For years I functioned carrying this PTSD around; it attached to me like a shadow. Sometimes I was stuck in it, sometimes it trailed behind and sometimes it spanned in front of me, outlining difficulties and pain I could not escape. It would invade personal relationships and friendships, causing havoc and unfortunately, destruction. It causes me to react differently to situations than others. I often have what is called a “flat effect,” meaning I seem withdrawn and emotionless. I may flinch if touched unexpectedly.

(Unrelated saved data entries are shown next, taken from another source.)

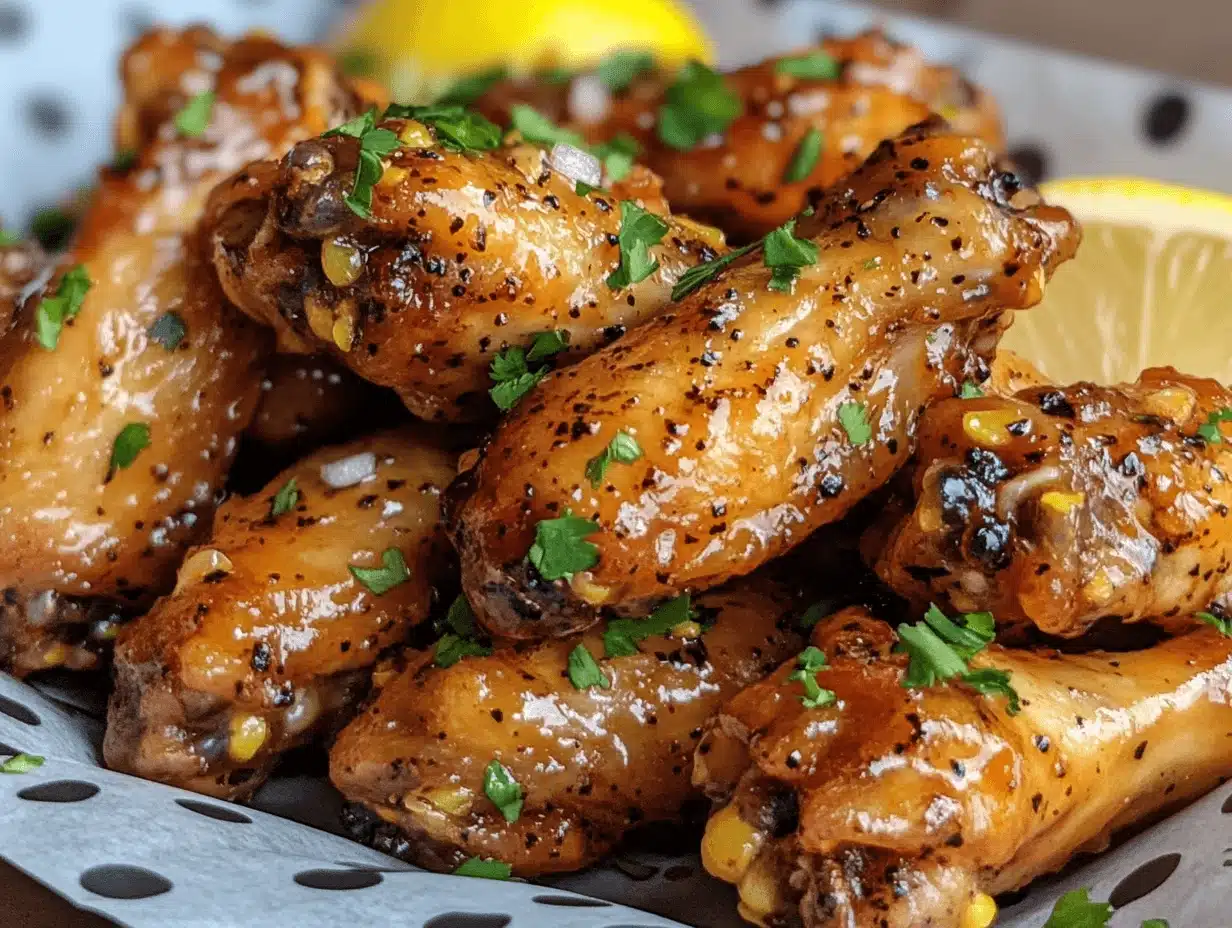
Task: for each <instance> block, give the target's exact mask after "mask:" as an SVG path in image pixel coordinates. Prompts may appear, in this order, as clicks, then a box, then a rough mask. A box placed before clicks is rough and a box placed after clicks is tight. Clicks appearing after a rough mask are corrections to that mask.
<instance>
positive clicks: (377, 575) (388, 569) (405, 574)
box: [346, 547, 410, 596]
mask: <svg viewBox="0 0 1232 928" xmlns="http://www.w3.org/2000/svg"><path fill="white" fill-rule="evenodd" d="M381 563H382V564H383V566H382V567H356V566H355V564H347V566H346V569H347V571H350V572H351V576H352V577H354V578H355V579H357V580H359V582H360V583H362V584H363V585H365V587H367V589H368V592H371V593H372V594H373V595H375V596H383V595H384V594H386V593H388V592H389V590H392V589H393V588H394V587H400V585H402V584H403V583H405V582H407V580H409V579H410V568H408V567H407V558H405V557H403V555H402V551H399V550H398V548H395V547H387V548H386V550H384V551H383V552H382V555H381Z"/></svg>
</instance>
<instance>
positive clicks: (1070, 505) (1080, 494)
mask: <svg viewBox="0 0 1232 928" xmlns="http://www.w3.org/2000/svg"><path fill="white" fill-rule="evenodd" d="M1085 502H1087V494H1085V493H1066V492H1064V490H1060V489H1050V490H1048V492H1047V493H1044V494H1041V495H1040V505H1042V507H1044V508H1045V509H1051V510H1052V511H1055V513H1060V514H1061V515H1069V513H1072V511H1073V510H1074V509H1077V508H1078V507H1080V505H1082V504H1083V503H1085Z"/></svg>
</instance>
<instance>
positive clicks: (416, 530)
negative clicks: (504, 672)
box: [105, 433, 453, 799]
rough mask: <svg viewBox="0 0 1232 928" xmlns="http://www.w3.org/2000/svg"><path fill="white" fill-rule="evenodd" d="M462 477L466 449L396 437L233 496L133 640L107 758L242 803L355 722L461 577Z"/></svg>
mask: <svg viewBox="0 0 1232 928" xmlns="http://www.w3.org/2000/svg"><path fill="white" fill-rule="evenodd" d="M452 473H453V458H452V455H448V454H446V452H442V451H439V450H436V449H435V447H431V446H429V445H425V444H423V442H420V441H418V440H415V439H414V438H413V436H410V435H408V434H403V433H386V434H383V435H378V436H376V438H371V439H365V440H360V441H355V442H351V444H349V445H342V446H338V447H331V449H323V450H322V451H318V452H317V454H315V455H312V456H310V457H307V458H304V460H303V461H301V462H299V463H297V465H296V466H294V467H292V468H291V470H288V471H286V472H285V473H282V474H281V476H280V477H277V478H276V479H275V481H274V482H272V483H270V486H269V487H266V488H265V490H264V492H262V493H260V494H256V495H253V497H237V498H232V499H229V500H228V502H227V503H224V504H223V505H222V507H221V508H219V510H218V515H217V519H216V520H214V532H213V537H212V539H211V541H209V543H208V545H207V546H205V547H197V548H193V550H192V551H191V552H190V553H188V557H187V558H186V560H185V562H184V566H182V567H181V568H180V576H179V579H177V584H176V588H175V592H174V593H171V594H170V595H169V596H165V598H163V599H161V600H159V601H158V603H156V604H155V606H154V609H153V610H152V611H150V613H149V614H147V615H144V616H142V617H140V619H138V620H137V621H136V622H133V624H132V625H129V626H127V627H126V629H124V630H123V632H122V635H121V637H120V642H118V643H117V646H116V690H115V694H113V695H112V699H111V707H110V711H108V718H107V722H108V723H107V737H106V743H105V754H106V759H107V764H108V765H110V767H112V768H115V769H118V770H123V771H126V773H133V774H137V775H138V776H144V778H147V779H152V780H161V781H164V783H171V784H175V785H177V786H184V788H186V789H192V790H197V791H200V792H208V794H212V795H217V796H224V797H228V799H235V797H241V796H245V795H248V794H250V792H251V791H253V790H254V789H256V788H257V786H259V785H260V784H261V781H262V780H264V779H265V776H266V775H267V774H269V771H270V769H271V768H272V767H274V763H275V762H276V760H277V758H278V754H280V753H282V752H283V751H286V749H287V748H291V747H294V746H296V744H302V743H304V742H307V741H309V739H310V738H312V737H314V736H315V735H319V733H322V732H325V731H330V730H331V728H334V727H336V726H338V725H340V723H341V722H345V721H346V718H347V715H349V711H350V710H351V709H352V707H354V705H355V702H356V700H357V699H359V698H360V696H361V695H362V694H363V693H365V690H366V688H367V678H368V668H371V665H372V664H373V663H375V662H376V659H377V656H378V654H379V653H381V652H382V651H383V649H386V648H388V647H391V646H393V645H397V643H399V642H402V641H403V640H404V637H405V635H407V632H408V630H409V629H410V626H411V625H414V624H415V622H418V621H420V620H423V619H424V617H425V616H426V615H428V611H429V609H430V606H431V604H432V601H434V598H435V595H436V584H437V582H440V580H441V579H442V578H445V577H447V576H448V569H447V568H448V566H450V562H451V557H450V555H448V551H447V548H448V543H447V541H446V540H445V537H444V534H442V532H441V531H440V529H439V510H440V499H439V498H440V493H441V490H442V489H444V487H445V486H446V483H447V481H448V479H450V477H451V476H452ZM363 474H367V476H363ZM326 477H328V478H329V482H326ZM292 479H293V481H294V484H293V489H288V484H290V481H292ZM351 481H354V483H351ZM346 483H351V486H342V487H339V484H346ZM352 568H360V569H359V573H357V572H356V571H355V569H352ZM373 571H376V573H373Z"/></svg>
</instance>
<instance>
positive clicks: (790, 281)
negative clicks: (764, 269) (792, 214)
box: [761, 219, 817, 293]
mask: <svg viewBox="0 0 1232 928" xmlns="http://www.w3.org/2000/svg"><path fill="white" fill-rule="evenodd" d="M763 244H764V250H763V253H761V259H763V260H764V261H765V265H766V267H769V269H770V270H771V271H772V274H771V275H770V290H777V291H780V292H782V293H790V292H791V288H792V285H793V283H795V282H796V277H797V276H800V269H801V267H808V266H811V265H814V264H817V245H816V244H814V243H812V242H809V240H808V239H807V238H796V221H795V219H788V221H787V222H785V223H784V224H782V226H780V227H779V228H777V229H775V230H774V232H771V233H770V234H769V235H766V237H765V240H764V243H763Z"/></svg>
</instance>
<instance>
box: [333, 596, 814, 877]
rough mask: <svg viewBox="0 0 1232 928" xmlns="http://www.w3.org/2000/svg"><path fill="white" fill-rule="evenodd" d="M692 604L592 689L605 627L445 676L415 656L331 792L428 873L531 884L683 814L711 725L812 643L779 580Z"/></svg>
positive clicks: (598, 663) (367, 715)
mask: <svg viewBox="0 0 1232 928" xmlns="http://www.w3.org/2000/svg"><path fill="white" fill-rule="evenodd" d="M695 606H696V616H695V620H689V621H685V622H684V624H683V625H680V626H678V627H675V629H674V630H673V631H670V632H665V633H664V632H663V631H662V630H660V631H659V632H657V633H653V635H650V636H649V637H646V638H644V640H642V641H641V643H639V646H638V647H639V649H638V648H636V649H634V652H633V653H628V652H627V651H626V652H622V653H625V656H621V657H607V658H606V659H598V661H595V662H594V663H593V664H591V669H593V672H594V674H598V677H595V675H593V677H591V678H590V679H589V680H584V679H582V678H580V677H575V678H574V679H572V680H570V674H572V673H575V670H574V669H573V668H574V665H575V661H578V659H579V658H578V657H577V656H574V652H575V649H577V648H585V649H586V651H588V656H590V657H591V659H593V661H594V656H600V654H604V653H605V641H604V637H602V636H600V635H598V633H588V635H579V636H574V637H572V638H562V640H556V641H548V642H545V643H540V645H533V646H527V647H514V646H505V647H501V648H500V649H498V651H496V652H495V653H492V654H490V656H488V657H467V658H464V659H462V661H461V662H460V663H455V664H453V665H451V667H447V668H442V667H436V665H434V664H432V657H431V654H429V653H419V654H416V656H414V657H413V658H411V665H410V667H409V668H408V669H407V670H405V672H403V673H402V674H400V675H398V677H397V678H394V679H393V680H392V682H389V683H387V684H386V685H384V688H383V689H382V690H381V694H379V698H378V699H377V700H376V701H375V702H373V704H372V706H371V707H370V709H368V710H367V711H366V712H365V714H363V715H361V716H360V717H357V718H356V720H355V721H354V722H351V725H350V726H347V727H346V728H345V730H344V731H342V733H341V735H340V736H339V738H338V742H336V744H335V747H334V749H333V752H331V755H330V776H331V779H333V781H334V784H335V785H336V786H338V788H339V789H340V790H341V791H342V792H344V794H345V795H346V797H347V799H350V800H354V801H357V802H362V804H363V805H365V806H366V807H367V808H368V810H371V812H372V815H362V813H356V812H354V811H352V813H351V816H350V818H351V824H352V828H354V831H355V832H356V834H357V836H359V837H361V838H363V839H366V840H367V842H370V843H376V844H377V847H379V848H381V849H382V850H386V852H387V853H393V854H397V855H399V857H404V858H407V859H409V860H411V861H414V863H416V864H421V865H424V866H429V868H431V869H453V868H456V866H457V865H458V864H461V863H462V861H463V860H466V859H467V858H469V857H480V858H496V859H499V860H503V861H505V863H508V864H510V865H511V866H513V868H514V873H516V874H519V875H522V876H533V875H536V874H545V873H558V871H563V870H578V869H580V868H583V866H586V865H588V864H591V863H594V861H595V860H598V859H599V858H600V857H601V855H602V854H604V853H605V852H607V850H609V849H610V848H611V847H612V845H614V844H615V843H616V842H617V840H618V839H620V838H621V836H623V834H625V833H626V832H628V831H630V829H632V828H634V827H636V826H637V824H639V823H642V822H653V821H673V820H678V818H679V817H680V812H681V806H683V805H684V804H685V802H686V801H687V800H690V799H696V796H697V794H696V792H695V790H694V789H692V786H691V785H690V770H691V757H692V749H694V746H695V743H696V738H697V737H700V736H701V726H702V723H703V722H705V721H706V718H708V717H710V715H711V714H712V712H713V711H715V710H716V709H717V707H718V706H719V705H721V704H722V702H723V700H724V699H727V698H729V696H731V695H733V694H734V693H737V691H738V690H739V689H740V688H742V686H744V685H747V684H749V683H752V682H754V680H759V679H761V677H763V675H764V674H766V673H768V672H769V670H770V669H772V667H774V665H775V664H776V663H777V662H779V661H781V659H782V658H784V657H785V656H786V654H790V653H793V651H796V649H797V648H798V647H800V642H801V637H800V635H798V633H797V632H796V631H795V630H793V626H795V614H796V613H795V610H796V608H797V600H796V599H793V598H792V596H791V595H788V594H787V593H786V592H785V589H784V588H782V587H780V585H777V584H775V583H772V582H769V580H760V579H759V580H749V582H745V583H743V584H740V585H737V587H733V588H729V589H724V590H715V592H711V593H707V594H706V595H703V596H700V598H699V599H697V601H696V604H695ZM680 615H681V617H683V619H686V620H687V614H686V611H685V610H683V609H681V610H680ZM600 677H601V678H602V682H599V678H600ZM588 683H590V684H596V685H591V686H589V688H585V689H583V688H580V686H579V684H588ZM493 764H495V765H496V767H503V768H504V775H505V776H508V778H511V779H513V780H514V781H515V783H516V784H517V788H519V797H520V806H519V808H517V811H516V812H514V813H510V812H509V810H508V808H498V807H496V805H494V802H493V800H492V799H490V796H492V795H493V794H492V792H490V791H489V792H488V796H489V797H485V789H488V786H487V785H485V784H487V781H488V778H489V776H490V775H492V774H485V771H487V770H488V768H489V767H492V765H493Z"/></svg>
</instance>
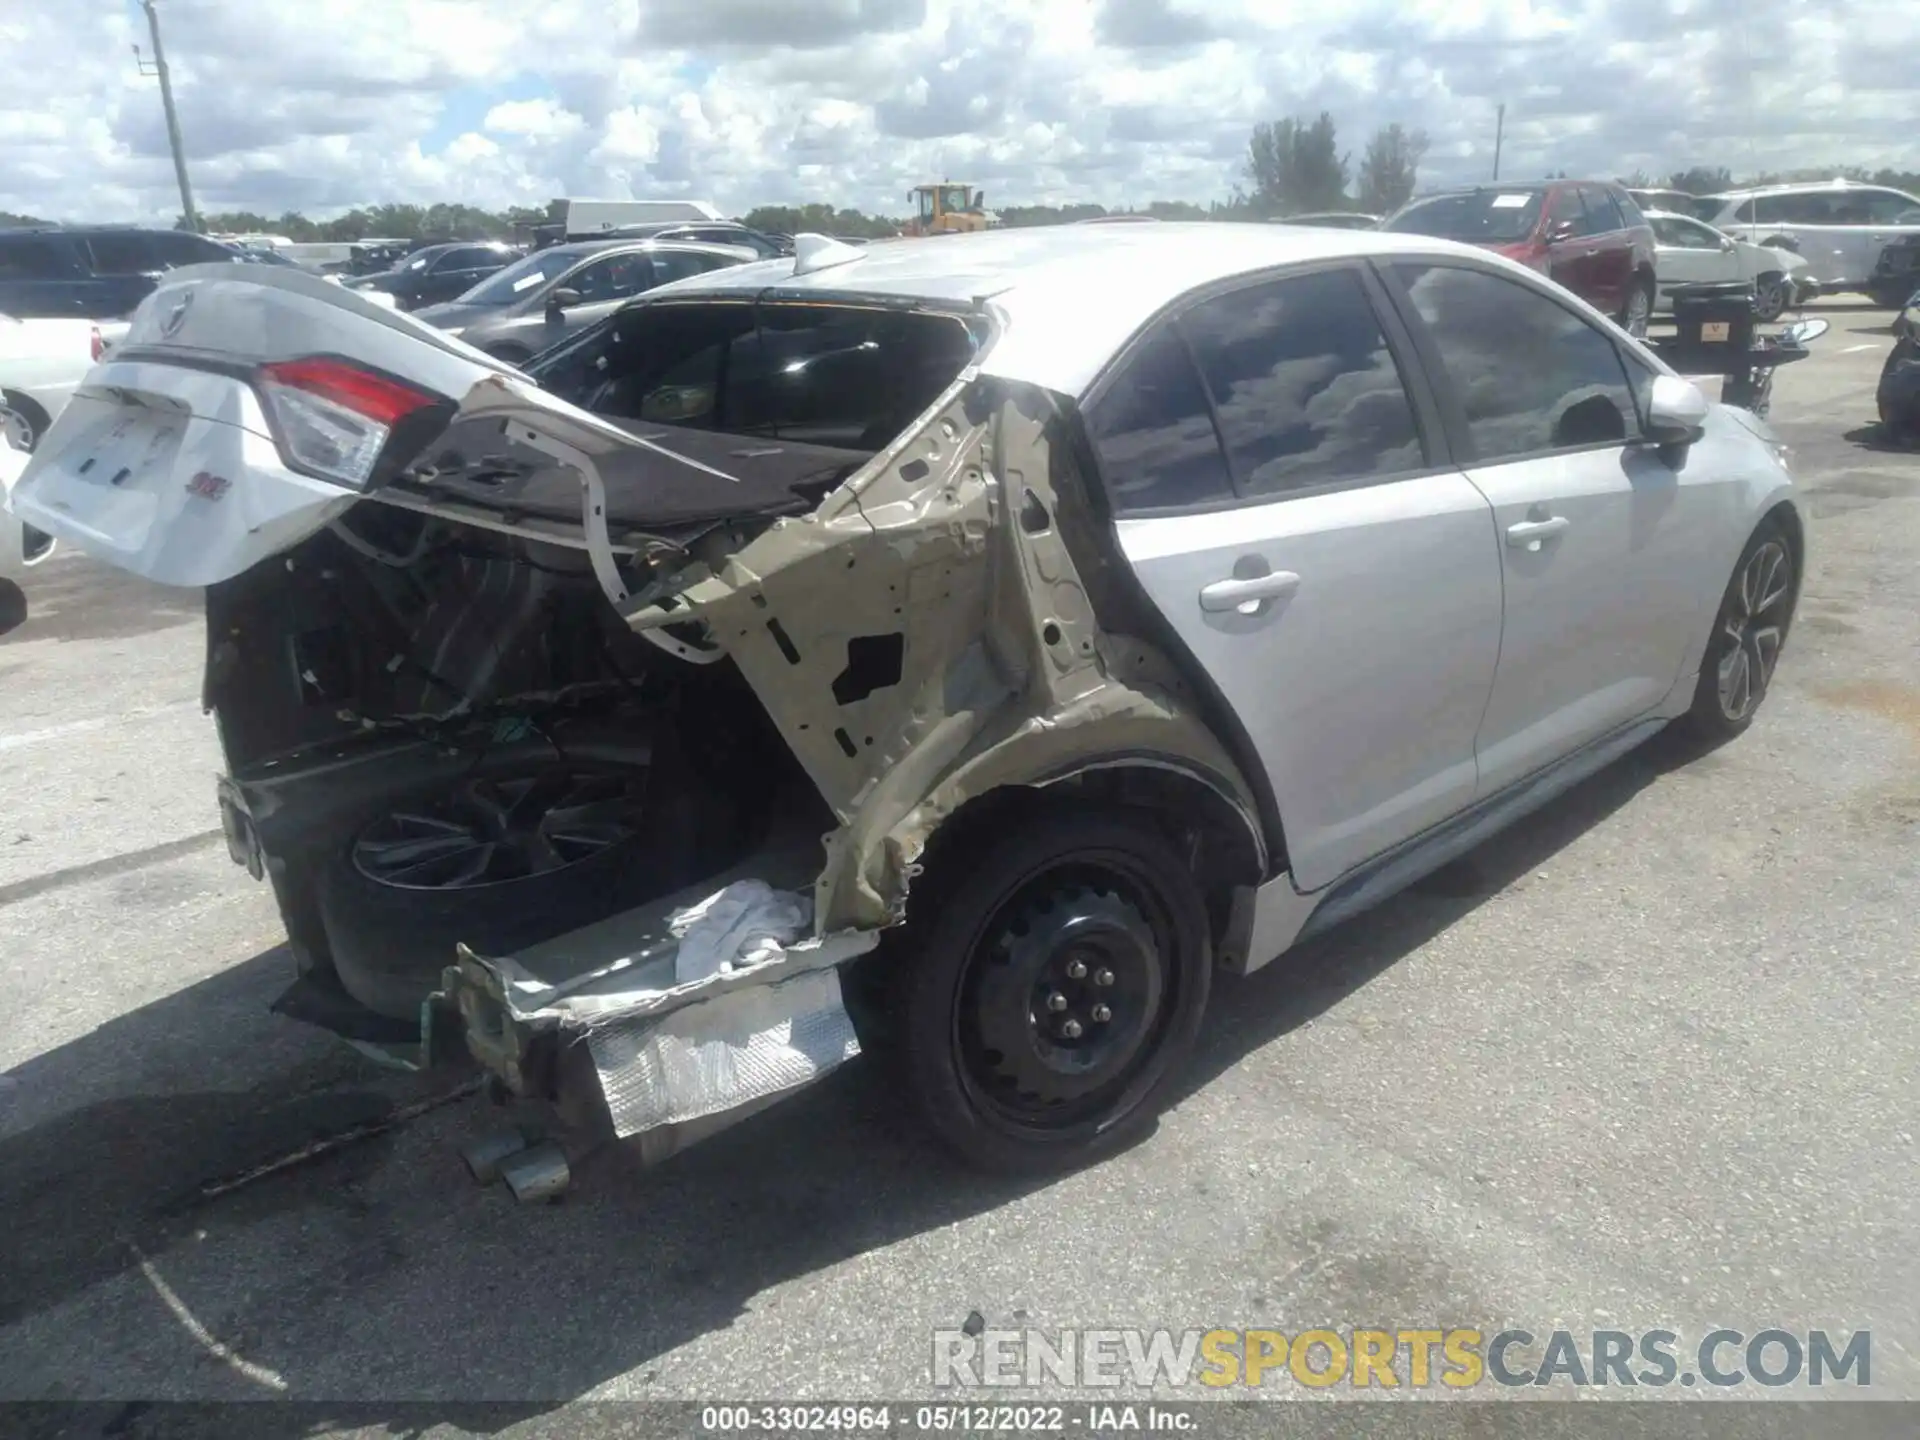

But because of all of this I thrive in crisis and found myself gravitating toward stressful jobs. I performed calmly and rationally under stress because it could never match the stress I’d already endured. I compartmentalized. I functioned. I put myself through school while working full-time and volunteering. I chose a path, set my mind to it, managed my stress, knew what might “set me off” and dealt with life in a way that worked for me. I slept well. I enjoyed things.
And then it happened. I was assaulted at work. I was working in a hospital and a patient was having a bad day. There was an altercation, I lost consciousness twice, sustained several hits to the head, broke my tailbone and more. This occurred a few days after the 15th anniversary of my eldest brother beating me for nearly two hours while suffering a psychotic break. Everything crumbled. I stopped sleeping. Nothing was safe. I moved twice, stopped talking to or seeing my friends, didn’t reach out and fell into a dark place.
The term “re-traumatized” was muttered between professionals and more than two years later I’m still home, afraid to turn all the lights off when it’s time for bed and uncomfortable with silence at any time, even with raging migraines that knock my sight into blurred and double vision.
I have to retrain my thoughts. Every second of the day is a battle, whether I have a flashback, which literally feels like I’m being attacked again, or if my mind is telling me someone around the next corner is waiting to attack me. I spent weeks, if not a couple months, in my early therapy days taking one step after another and repeating the same sentence of reassurance. Every step I would think, “I’m going to be killed/attacked/murdered/kidnapped” and internally I would then yell, “I’m safe in this second. There’s nothing hurting me.” Then I would take another physical step and repeat the process. This allowed my comfort zone to grow, step by step, systematically conquering fear after fear.
Fear is what is central to my c-PSTD. It wraps itself around me, pounds me with thoughts of violence and throws memories at me that make me unaware of myself, my surroundings, what year it is. It tightens around me like a vicious suit of armor, crushing my chest, clogging my thoughts, running my resting heart rate from my old 55 beats per minute into a sometimes constant 155 b.p.m.
By mid-afternoon to early evening, I want to give up. But I have a list of positive things to do and say, so I do and say them. I go through all these motions and no one knows. No one sees because I stay inside, suppress my panic and disguise my sweating with the summer sun’s rays until I’m home and I can deflate.
But day in and day out, I have to find little victories. Everyday reminders of what life was like before. It’s all about these little steps: I bathed today; I took the bus farther than yesterday; I did something nice for myself; I went to a social gathering; I didn’t hide; I’m safe in this second. There’s nothing hurting me; I’m safe in this second. There’s nothing hurting me.
I have to believe that someday I will again be self-sustained. I will defeat and change my cognitive processes that have turned on me. I will take those steps. I do take those steps. Someday, c-PTSD will fit nicely in my back pocket again. It will always be with me, but it will not always crush me. I can’t stay angry that this has all happened to me. Anger keeps me sick. Fear keeps me sick. Hope, no matter how small a sliver, keeps me alive. I struggle, I fall, but I get back up.